Novità pratiche in Apple Music, Safari e sicurezza

La seconda Beta introduce una nuova gesture in Apple Music che consente di cambiare canzone con un semplice tocco o swipe, ottimizzando la navigazione durante l’ascolto.
Inoltre, sono stati rilevati piccoli perfezionamenti grafici e funzionali in Calendario, Safari e Foto, a conferma del lavoro di rifinitura in vista del rilascio stabile di fine mese.

La modifica più rilevante riguarda però il fronte sicurezza.
Apple ha introdotto un nuovo sistema di gestione automatica delle patch critiche, denominato Background Security Improvements.
Con questa innovazione, gli aggiornamenti di sicurezza potranno essere installati in background, senza interruzioni per l’utente e senza la necessità di interventi manuali.
Un approccio che riduce i rischi e garantisce una protezione costante dei dispositivi, in linea con la filosofia di aggiornamenti trasparenti già vista su macOS.

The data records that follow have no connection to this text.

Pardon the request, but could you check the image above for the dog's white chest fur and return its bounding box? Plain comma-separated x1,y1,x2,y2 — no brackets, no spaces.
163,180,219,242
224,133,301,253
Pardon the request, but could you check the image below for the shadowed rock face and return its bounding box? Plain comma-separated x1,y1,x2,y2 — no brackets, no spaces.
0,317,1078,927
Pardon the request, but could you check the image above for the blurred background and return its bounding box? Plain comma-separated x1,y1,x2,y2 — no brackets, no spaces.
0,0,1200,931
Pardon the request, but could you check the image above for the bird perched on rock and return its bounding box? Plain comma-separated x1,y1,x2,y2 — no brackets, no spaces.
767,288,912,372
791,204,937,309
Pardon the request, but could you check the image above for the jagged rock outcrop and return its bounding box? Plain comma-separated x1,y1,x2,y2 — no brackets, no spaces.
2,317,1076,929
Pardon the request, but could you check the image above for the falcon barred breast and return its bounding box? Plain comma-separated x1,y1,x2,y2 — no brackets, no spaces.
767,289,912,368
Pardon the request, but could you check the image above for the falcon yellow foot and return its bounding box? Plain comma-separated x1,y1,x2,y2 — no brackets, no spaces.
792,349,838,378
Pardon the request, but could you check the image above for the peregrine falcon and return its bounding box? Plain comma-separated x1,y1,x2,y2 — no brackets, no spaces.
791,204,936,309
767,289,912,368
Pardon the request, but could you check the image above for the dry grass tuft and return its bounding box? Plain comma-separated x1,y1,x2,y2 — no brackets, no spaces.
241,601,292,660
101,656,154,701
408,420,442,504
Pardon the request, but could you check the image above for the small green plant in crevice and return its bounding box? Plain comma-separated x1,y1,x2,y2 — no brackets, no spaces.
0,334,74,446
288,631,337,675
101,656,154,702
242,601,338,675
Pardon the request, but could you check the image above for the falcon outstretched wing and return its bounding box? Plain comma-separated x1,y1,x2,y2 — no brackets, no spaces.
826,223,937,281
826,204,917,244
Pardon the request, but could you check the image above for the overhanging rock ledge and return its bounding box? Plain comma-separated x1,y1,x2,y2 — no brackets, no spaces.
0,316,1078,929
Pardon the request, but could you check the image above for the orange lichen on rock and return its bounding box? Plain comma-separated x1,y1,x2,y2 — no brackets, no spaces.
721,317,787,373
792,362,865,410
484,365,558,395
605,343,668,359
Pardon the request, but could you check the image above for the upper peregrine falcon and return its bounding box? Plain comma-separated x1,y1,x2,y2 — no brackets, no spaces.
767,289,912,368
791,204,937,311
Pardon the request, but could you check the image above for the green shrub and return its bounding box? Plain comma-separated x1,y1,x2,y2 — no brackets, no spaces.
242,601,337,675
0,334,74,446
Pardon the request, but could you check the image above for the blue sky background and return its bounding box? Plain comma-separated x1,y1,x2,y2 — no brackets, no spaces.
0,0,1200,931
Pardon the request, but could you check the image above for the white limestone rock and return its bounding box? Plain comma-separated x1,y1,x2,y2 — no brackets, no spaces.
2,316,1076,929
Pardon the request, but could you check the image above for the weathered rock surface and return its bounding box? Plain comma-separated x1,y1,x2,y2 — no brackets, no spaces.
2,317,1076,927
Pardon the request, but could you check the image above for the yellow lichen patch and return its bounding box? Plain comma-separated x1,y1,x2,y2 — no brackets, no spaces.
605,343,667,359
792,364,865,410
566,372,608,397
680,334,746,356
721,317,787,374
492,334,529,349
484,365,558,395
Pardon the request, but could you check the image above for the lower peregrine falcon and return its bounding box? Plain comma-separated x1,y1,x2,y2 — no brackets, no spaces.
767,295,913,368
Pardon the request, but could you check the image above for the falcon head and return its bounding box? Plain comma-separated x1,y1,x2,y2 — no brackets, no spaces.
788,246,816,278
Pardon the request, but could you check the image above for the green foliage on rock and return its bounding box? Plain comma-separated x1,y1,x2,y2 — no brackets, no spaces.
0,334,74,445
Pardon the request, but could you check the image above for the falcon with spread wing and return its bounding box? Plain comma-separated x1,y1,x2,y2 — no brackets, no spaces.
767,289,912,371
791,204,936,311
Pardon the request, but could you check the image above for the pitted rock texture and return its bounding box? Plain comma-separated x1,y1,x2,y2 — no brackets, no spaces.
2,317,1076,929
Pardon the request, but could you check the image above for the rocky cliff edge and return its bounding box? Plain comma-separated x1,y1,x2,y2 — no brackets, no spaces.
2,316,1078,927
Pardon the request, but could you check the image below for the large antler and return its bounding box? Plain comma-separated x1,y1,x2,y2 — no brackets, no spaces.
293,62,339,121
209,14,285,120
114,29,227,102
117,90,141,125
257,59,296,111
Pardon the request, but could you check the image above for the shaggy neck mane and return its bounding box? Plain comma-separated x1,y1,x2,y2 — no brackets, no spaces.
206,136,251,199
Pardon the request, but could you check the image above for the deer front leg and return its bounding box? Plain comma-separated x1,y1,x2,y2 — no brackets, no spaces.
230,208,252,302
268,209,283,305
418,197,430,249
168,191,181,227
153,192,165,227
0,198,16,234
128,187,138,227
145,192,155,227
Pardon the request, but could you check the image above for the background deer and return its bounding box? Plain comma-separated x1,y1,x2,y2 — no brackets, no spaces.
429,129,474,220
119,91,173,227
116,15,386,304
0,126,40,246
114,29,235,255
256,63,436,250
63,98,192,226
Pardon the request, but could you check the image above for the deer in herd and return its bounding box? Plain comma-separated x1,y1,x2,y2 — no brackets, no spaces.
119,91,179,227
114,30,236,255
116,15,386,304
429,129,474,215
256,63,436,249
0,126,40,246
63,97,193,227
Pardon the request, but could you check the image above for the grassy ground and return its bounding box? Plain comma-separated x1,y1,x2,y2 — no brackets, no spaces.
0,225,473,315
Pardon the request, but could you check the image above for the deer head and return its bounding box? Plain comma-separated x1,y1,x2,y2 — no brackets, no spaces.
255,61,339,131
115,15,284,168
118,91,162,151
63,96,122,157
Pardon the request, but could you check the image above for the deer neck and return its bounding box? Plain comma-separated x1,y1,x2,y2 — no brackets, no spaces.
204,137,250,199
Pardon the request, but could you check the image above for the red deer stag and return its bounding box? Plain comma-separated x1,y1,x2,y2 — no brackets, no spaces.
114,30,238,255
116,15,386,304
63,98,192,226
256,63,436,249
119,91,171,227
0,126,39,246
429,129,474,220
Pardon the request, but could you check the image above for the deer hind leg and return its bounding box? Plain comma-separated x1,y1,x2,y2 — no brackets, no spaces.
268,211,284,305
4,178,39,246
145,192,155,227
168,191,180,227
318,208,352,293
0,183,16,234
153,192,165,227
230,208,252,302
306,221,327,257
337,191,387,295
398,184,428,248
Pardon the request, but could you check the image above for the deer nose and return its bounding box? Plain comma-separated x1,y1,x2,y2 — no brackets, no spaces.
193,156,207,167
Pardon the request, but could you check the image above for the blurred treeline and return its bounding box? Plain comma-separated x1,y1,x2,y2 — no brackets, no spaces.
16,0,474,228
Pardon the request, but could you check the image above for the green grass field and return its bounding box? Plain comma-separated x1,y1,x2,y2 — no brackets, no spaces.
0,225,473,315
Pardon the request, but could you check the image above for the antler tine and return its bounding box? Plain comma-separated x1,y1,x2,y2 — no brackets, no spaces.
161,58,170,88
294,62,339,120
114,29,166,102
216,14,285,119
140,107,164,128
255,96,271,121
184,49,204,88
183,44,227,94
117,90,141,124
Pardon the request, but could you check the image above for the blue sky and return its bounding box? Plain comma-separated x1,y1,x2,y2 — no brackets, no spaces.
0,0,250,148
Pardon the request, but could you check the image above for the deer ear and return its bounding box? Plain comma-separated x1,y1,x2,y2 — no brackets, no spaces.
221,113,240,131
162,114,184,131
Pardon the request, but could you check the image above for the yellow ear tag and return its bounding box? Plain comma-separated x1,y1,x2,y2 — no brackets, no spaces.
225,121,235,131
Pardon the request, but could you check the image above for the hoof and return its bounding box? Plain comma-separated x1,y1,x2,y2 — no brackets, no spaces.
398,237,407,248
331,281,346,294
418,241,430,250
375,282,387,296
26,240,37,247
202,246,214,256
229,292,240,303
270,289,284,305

Codici build e disponibilità per sviluppatori

Le nuove Beta sono attualmente riservate agli sviluppatori, ma una versione pubblica arriverà molto presto per tutti gli iscritti al programma Apple Beta Software.
Ecco i codici build delle release:

  • iOS 26.1 beta 2: 23B5059e (precedente 23B5044l)
  • iPadOS 26.1 beta 2: 23B5059e (precedente 23B5044l)
  • watchOS 26.1 beta 2: 23S5017d (precedente 23S5002i)
  • macOS Tahoe 26.1 beta 2: 25B5057f (precedente 25B5042K)
  • visionOS 26.1 beta 2: 23N5028e (precedente 23N5013j)
  • tvOS 26.1 beta 2: 23J5558e (precedente 23J5543j)

La release stabile di iOS 26.1 è prevista entro la fine di ottobre 2025, con il rollout graduale su tutti i dispositivi compatibili, a partire dagli iPhone 15 e successivi.

Una transizione verso un ecosistema più intelligente e sicuro

Con queste Beta, Apple conferma la propria strategia di rendere l’esperienza software sempre più intuitiva, personalizzata e protetta.
L’espansione di Apple Intelligence e il debutto di Background Security Improvements rappresentano due tasselli fondamentali verso un futuro in cui i dispositivi saranno in grado di apprendere, adattarsi e proteggersi autonomamente.

La prossima generazione di aggiornamenti — prevista con iOS 26.1 stabile e macOS Tahoe 26.1 — segnerà dunque un punto di svolta: meno attese, più automazione e un sistema operativo sempre più vicino agli utenti, ovunque nel mondo.